The primary burden that we did not lighten is the difficulty of authoring protocol code, which presents an obvious place for future work. We also found event-based programming, used for most internal modules and some services to be harder than using threads.
One other important point is that none of these application require any code for high availability, online evolution or graceful degradation, although some may have a few configuration lines to define partitions (if used).
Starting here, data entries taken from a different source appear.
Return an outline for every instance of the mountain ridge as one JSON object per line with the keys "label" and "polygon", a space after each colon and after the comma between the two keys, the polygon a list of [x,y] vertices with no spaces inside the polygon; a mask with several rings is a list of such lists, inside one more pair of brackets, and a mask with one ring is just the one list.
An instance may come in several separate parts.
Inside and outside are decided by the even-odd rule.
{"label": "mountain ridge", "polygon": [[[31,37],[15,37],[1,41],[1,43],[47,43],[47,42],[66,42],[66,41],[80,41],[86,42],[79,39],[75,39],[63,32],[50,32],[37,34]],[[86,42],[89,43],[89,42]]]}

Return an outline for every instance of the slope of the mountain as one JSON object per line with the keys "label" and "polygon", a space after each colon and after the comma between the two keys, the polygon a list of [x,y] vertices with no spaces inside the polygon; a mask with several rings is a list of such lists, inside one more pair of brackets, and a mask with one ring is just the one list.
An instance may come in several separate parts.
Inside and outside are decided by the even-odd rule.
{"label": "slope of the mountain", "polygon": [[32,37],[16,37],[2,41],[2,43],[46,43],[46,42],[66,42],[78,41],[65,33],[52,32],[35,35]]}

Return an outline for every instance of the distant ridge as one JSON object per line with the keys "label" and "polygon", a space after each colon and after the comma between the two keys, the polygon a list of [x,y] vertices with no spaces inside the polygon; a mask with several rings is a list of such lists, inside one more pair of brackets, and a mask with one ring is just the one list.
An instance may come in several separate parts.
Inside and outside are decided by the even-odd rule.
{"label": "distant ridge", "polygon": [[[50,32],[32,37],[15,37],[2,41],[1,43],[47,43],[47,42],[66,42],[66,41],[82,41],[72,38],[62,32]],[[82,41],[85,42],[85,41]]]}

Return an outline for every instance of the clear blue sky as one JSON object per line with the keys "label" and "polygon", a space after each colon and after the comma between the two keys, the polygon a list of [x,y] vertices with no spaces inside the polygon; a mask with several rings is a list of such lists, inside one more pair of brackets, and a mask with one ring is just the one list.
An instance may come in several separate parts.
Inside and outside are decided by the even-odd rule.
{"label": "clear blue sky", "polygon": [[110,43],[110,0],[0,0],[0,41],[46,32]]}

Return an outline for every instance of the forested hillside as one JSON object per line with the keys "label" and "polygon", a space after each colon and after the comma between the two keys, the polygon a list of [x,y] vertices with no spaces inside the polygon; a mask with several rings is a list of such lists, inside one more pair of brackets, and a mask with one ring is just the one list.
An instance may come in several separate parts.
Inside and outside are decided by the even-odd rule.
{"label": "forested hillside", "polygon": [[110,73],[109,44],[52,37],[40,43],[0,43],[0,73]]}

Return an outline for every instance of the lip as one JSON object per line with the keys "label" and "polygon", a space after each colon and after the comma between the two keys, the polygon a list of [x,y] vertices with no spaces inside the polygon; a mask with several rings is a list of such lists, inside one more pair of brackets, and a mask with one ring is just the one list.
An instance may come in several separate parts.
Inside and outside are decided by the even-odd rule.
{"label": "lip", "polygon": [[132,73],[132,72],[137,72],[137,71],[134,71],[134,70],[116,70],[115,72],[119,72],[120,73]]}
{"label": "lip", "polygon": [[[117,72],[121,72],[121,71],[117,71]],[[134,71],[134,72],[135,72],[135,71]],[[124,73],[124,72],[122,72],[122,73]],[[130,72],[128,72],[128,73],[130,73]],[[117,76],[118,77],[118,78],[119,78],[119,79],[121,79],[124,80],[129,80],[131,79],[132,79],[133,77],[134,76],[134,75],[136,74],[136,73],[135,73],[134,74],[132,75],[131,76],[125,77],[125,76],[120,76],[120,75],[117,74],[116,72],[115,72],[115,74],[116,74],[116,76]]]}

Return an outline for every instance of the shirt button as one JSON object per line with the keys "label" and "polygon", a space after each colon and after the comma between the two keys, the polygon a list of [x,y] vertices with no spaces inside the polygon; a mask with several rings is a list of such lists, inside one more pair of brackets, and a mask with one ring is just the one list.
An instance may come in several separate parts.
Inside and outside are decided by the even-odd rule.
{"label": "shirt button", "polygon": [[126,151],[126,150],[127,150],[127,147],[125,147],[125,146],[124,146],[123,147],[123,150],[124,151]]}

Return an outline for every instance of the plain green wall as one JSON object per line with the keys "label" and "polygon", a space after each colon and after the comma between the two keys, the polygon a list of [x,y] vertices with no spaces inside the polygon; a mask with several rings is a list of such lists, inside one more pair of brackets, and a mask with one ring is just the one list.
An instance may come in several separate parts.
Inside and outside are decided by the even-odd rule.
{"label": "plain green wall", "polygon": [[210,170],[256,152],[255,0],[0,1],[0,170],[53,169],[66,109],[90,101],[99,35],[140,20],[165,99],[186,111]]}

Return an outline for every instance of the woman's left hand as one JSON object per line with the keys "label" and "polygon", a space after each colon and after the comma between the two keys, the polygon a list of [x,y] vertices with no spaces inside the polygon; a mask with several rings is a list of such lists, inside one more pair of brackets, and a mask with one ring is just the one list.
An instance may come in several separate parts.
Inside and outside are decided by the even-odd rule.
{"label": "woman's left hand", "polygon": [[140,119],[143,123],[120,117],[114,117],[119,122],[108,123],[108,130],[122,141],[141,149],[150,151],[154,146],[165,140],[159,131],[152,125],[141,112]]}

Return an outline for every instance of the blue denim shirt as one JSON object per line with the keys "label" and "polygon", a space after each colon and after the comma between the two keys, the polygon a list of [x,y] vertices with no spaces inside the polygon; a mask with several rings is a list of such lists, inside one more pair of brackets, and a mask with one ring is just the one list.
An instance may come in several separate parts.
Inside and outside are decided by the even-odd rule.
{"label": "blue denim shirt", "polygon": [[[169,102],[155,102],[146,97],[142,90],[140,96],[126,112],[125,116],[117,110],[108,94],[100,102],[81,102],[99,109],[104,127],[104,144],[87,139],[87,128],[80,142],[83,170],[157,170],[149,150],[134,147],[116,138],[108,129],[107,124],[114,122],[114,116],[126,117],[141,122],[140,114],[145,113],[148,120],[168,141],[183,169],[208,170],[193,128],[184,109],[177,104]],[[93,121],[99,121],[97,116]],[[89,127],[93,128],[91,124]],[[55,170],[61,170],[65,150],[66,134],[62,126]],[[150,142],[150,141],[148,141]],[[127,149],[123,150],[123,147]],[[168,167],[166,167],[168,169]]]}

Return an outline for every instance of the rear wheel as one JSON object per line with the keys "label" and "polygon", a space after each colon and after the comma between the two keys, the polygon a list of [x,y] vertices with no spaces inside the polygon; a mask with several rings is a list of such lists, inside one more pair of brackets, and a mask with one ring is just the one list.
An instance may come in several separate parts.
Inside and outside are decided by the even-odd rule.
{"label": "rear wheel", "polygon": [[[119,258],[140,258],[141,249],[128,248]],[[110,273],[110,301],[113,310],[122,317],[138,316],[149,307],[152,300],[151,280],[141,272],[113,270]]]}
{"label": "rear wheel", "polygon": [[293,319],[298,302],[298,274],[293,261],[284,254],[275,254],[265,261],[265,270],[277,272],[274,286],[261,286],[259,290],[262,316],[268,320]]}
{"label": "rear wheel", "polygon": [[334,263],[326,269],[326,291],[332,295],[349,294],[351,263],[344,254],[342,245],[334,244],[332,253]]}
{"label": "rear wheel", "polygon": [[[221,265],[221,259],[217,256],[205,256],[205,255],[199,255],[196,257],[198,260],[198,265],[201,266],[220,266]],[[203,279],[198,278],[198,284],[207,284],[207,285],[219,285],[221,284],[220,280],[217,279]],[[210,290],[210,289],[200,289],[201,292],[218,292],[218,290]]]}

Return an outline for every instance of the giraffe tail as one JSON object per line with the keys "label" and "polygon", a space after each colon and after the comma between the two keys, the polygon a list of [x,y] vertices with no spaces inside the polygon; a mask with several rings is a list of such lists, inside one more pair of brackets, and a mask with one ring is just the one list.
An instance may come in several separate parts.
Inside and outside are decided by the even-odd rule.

In this section, we review the principles behind Ninja and discuss related and future work.
The programming model has three important principles. First, we want to exploit the natural parallelism of Internet services. The two advantages of this approach are that applications fit naturally and that we can ban more general types of concurrency, which are historically hard to get right and require unknown resources for correctness. In particular, services do not create or manage threads.
Second, like databases, we want to hide the complexity of fault tolerance, persistence and scalability.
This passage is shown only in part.